As mordaças no Parlamento

Os partidos não podem ter um controlo discricionário sobre a vontade dos deputados.

Há quatro deputados do PSD a quem foram instaurados processos disciplinares. Paula Teixeira da Cruz, ex-ministra da Justiça e ex-vice-presidente do partido por ter contrariado orientações em relação às alterações à lei do aborto. Os outros três, eleitos pela Madeira, além de já terem sido destituídos dos seus cargos na bancada, estão também sujeitos a processo disciplinar. O crime que cometeram está perfeitamente tipificado: a defesa dos interesses da sua região. Claro que não será isto que a acusação irá levar à Comissão de Jurisdição Nacional, o órgão que a nível partidário irá julgar e, certamente, condenar os réus. O que nesse fórum será discutida é a violação do sacrossanto dever de obediência aos ditames e conveniências que as direcções partidárias impõem aos seus deputados, mesmo se tal violar as suas consciências ou contrariar os superiores interesses das regiões que os próprios representam.

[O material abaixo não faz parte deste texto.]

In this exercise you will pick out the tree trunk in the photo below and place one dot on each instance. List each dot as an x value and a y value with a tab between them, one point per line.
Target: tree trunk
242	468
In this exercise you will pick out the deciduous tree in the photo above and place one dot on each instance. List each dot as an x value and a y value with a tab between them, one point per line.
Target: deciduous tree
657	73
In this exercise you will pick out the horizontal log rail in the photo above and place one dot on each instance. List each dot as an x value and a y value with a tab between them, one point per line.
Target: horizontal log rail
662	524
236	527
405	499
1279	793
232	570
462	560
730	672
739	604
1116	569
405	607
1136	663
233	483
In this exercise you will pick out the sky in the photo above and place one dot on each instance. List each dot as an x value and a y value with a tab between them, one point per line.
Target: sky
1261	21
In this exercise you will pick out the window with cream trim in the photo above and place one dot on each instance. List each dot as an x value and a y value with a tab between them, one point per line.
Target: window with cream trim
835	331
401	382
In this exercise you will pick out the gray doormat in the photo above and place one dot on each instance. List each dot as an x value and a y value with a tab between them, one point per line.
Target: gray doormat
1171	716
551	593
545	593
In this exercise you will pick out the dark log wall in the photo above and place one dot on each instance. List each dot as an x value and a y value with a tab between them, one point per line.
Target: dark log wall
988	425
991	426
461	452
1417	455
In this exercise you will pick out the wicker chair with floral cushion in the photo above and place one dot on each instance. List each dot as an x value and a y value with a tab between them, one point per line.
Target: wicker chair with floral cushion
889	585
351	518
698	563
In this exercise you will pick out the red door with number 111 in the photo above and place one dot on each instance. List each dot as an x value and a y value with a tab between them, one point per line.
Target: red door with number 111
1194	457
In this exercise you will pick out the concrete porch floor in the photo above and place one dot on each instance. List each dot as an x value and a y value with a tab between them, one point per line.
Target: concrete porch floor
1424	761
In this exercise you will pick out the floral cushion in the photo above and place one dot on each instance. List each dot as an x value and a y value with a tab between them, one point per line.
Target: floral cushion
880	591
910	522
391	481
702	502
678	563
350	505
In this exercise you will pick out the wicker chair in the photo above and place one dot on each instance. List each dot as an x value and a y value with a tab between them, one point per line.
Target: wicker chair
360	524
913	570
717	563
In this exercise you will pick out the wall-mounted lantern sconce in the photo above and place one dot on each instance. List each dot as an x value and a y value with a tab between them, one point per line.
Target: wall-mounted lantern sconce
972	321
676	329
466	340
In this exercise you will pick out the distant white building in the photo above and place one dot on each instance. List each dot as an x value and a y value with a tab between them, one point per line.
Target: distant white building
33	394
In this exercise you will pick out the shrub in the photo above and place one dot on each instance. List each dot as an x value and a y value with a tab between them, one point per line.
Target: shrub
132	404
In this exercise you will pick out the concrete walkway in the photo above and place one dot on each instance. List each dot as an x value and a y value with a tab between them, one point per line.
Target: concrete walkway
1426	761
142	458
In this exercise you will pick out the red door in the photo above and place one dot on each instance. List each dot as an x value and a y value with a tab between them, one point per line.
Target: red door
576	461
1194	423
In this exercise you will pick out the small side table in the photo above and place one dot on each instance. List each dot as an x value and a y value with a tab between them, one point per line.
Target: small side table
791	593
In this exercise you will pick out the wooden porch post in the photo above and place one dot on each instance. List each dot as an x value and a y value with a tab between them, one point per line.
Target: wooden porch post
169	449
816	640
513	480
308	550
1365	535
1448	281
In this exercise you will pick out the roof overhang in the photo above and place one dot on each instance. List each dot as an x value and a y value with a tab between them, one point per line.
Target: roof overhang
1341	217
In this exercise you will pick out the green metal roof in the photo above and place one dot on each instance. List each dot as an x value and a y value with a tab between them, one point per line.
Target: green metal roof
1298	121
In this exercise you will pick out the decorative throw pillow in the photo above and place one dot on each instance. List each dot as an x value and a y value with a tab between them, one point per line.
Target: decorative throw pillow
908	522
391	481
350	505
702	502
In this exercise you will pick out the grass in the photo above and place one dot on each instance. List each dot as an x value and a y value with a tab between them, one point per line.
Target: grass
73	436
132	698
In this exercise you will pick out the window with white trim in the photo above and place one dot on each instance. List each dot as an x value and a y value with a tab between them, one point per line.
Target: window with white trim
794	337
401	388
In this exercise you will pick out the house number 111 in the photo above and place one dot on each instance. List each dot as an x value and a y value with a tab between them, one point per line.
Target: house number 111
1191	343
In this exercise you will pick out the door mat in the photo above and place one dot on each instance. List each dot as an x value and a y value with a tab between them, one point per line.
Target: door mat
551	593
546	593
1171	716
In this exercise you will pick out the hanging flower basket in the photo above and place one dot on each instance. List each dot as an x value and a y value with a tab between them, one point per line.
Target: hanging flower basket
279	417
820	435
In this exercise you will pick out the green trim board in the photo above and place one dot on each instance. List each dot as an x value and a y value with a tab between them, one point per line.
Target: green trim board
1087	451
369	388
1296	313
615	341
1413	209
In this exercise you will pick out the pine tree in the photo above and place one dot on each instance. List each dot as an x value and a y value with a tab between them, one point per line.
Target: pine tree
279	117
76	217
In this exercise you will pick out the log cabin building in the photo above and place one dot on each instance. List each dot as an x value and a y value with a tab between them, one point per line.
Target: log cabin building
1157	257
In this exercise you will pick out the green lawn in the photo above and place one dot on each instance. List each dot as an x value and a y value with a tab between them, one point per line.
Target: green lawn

O que fizeram então Sara Madruga da Costa, Rubina Berardo e Paulo Neves, os três madeirenses “fora da lei”? Votaram favoravelmente o Orçamento Rectificativo cujo objectivo expresso era permitir a venda do Banif, contribuindo assim para estabilizar uma instituição com peso estratégico na economia do arquipélago. Neste caso, é ainda de realçar um facto muito importante e significativo: o próprio PSD ajudou a viabilizar este orçamento com a sua abstenção, suprindo assim o défice de votos à esquerda, que foi contra, tal como o CDS. Ou seja, o sentido da votação torna claro que o PSD nunca iria travar a solução para o Banif, a qual mereceu até a concordância pública de Pedro Passos Coelho. Aqui chegados, há duas conclusões a tirar: a primeira, tem a ver com os limites do jogo político, que devia largar o paradigma do antagonismo como método de acção primordial, sob pena de descredibilizar irremediavelmente a política; a segunda, que a punição infligida aos três deputados madeirenses se resume a um mero exercício de autoridade destinado a prevenir outros actos de independência oriundos das bancadas parlamentares. 

Atenção que este não é apenas um problema do PSD! A submissão dos deputados aos directórios partidários é um problema da nossa democracia e estende-se a todas as bancadas. Este problema explica muitas das queixas sobre a falta de qualidade do Parlamento, com consequências directas na opacidade das regras de transparência, que estão a impedir o funcionamento exemplar da casa da democracia. E depois nem toda a gente está para se sujeitar às regras absurdas impostas pelos partidos para controlar a acção dos seus deputados. É verdade que os políticos não são todos iguais e que as generalizações são sempre perigosas, mas para que evitar a disseminação do discurso vazio e inconsequente do populismo é muito importante que as vozes da diferença existentes em todos os quadrantes do hemiciclo se levantem contra a mordaça imposta à liberdade de iniciativa dos deputados. A democracia agradece.